To this recovering engineer, it seems illogical to add a roof panel that adds weight to a utility vehicle and which also makes it less resistant to damage. Yes, the style and enjoyment of a vehicle matter. However, the Model Y, Model X, I-PACE, and Mustang Mach-E are considered crossovers by everyone and considered SUVs by many. It is this vehicle tester’s opinion that a delicate all-glass roof has no place on a utility vehicle.

Tell Us About Your Broken Roof
What’s your opinion? Tell us what you think about using large glass panels or all-glass roofs on vehicles in the comments below. If you have had a glass roof problem, please tell us about your experience so that others may benefit from your lessons learned.

Top of page image courtesy of Joan Morgan.

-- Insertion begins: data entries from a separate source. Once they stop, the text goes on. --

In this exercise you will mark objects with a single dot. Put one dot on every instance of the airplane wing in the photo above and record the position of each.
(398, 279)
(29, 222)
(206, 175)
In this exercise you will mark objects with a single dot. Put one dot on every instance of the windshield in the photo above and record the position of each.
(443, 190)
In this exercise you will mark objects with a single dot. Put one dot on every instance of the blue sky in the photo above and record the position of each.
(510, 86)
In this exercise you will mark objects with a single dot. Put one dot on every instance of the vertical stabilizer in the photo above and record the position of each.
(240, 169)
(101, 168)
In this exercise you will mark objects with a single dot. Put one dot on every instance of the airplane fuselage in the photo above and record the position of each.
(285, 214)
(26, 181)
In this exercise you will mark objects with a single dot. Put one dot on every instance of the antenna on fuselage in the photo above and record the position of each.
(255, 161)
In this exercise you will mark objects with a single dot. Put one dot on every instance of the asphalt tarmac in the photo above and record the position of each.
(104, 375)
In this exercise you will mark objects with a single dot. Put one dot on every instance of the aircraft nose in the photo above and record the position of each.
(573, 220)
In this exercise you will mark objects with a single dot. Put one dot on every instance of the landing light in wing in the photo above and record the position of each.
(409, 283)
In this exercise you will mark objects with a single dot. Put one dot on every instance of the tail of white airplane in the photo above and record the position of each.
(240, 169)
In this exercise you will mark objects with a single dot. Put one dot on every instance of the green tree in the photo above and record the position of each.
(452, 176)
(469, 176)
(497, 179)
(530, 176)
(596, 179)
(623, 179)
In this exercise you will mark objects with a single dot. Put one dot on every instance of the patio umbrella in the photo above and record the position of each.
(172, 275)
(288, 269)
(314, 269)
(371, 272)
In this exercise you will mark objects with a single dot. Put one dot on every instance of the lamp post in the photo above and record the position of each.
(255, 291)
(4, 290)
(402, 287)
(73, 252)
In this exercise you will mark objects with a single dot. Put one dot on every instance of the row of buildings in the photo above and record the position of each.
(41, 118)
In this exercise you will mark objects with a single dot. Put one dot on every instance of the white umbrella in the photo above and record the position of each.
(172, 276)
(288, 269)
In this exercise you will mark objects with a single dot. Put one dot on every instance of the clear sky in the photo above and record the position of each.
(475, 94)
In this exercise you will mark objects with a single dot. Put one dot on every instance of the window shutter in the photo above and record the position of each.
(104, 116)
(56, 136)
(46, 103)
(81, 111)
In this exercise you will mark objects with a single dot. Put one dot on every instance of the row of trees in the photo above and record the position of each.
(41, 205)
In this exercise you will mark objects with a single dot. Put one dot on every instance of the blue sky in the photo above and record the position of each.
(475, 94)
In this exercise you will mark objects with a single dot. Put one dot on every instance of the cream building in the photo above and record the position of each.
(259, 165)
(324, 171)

John Goreham is a long-time New England Motor Press Association member and recovering engineer. Following his engineering program, John also completed a marketing program at Northeastern University and worked with automotive component manufacturers. In addition to Torque News, John's work has appeared in print in dozens of American newspapers and he provides reviews to many vehicle shopping sites. You can follow John on Twitter, and view his credentials at Linkedin


Daryl Kuiper (not verified)    September 17, 2021 - 12:05PM

My 2020 Tesla model 3 roof (glass) is cracked. Replacement is approximately $1300.00 The service center said a tiny little chip of glass along the crack was probably caused by a small rock that landed on the top of the car. I have my doubts. The crack is not in the windshield. If this can happen this year what is the likely hood that it will happen again within a year at the tune of another $1300? It seems to me that Tesla should have known better and used a metal roof not susceptible to the cracks. My insurance company indicated that nearly every Tesla they have insured has had a similar problem. I will not expect my insurance company to cover the cost of a issue the Tesla engineers should have been well aware of. I will not replace it until it leaks water and will badmouth Tesla every chance I get; whereas before, I was full of praise.

said iravanipour (not verified)    September 18, 2021 - 10:03AM

In reply to by Daryl Kuiper (not verified)

Hello ,
just to noticed that there is a tiny undetectable crack on my tesla model3
Tesla didn’t fulfill the warranty saying it is caused by impact of an object !!
it is totally obvious an uneven base caused the damage. i will not repair it until it leaks
it is not easy to win against a big company policies
Thank you to letting me to add more proof to these cases an situation .
Saïd Itavanipour

Justin Krauss (not verified)    February 19, 2023 - 5:24PM

There is another cause that is very common. If you are going to tint a sunroof or a full Tesla roof specifically you need to make sure you are using an experienced tint shop. You should use 70% to 80% LVT in an IR or ultimate IR film to avoid the risk of cracking .

Going to dark or using a film that absorbs instead of dissipates heat is a major risk.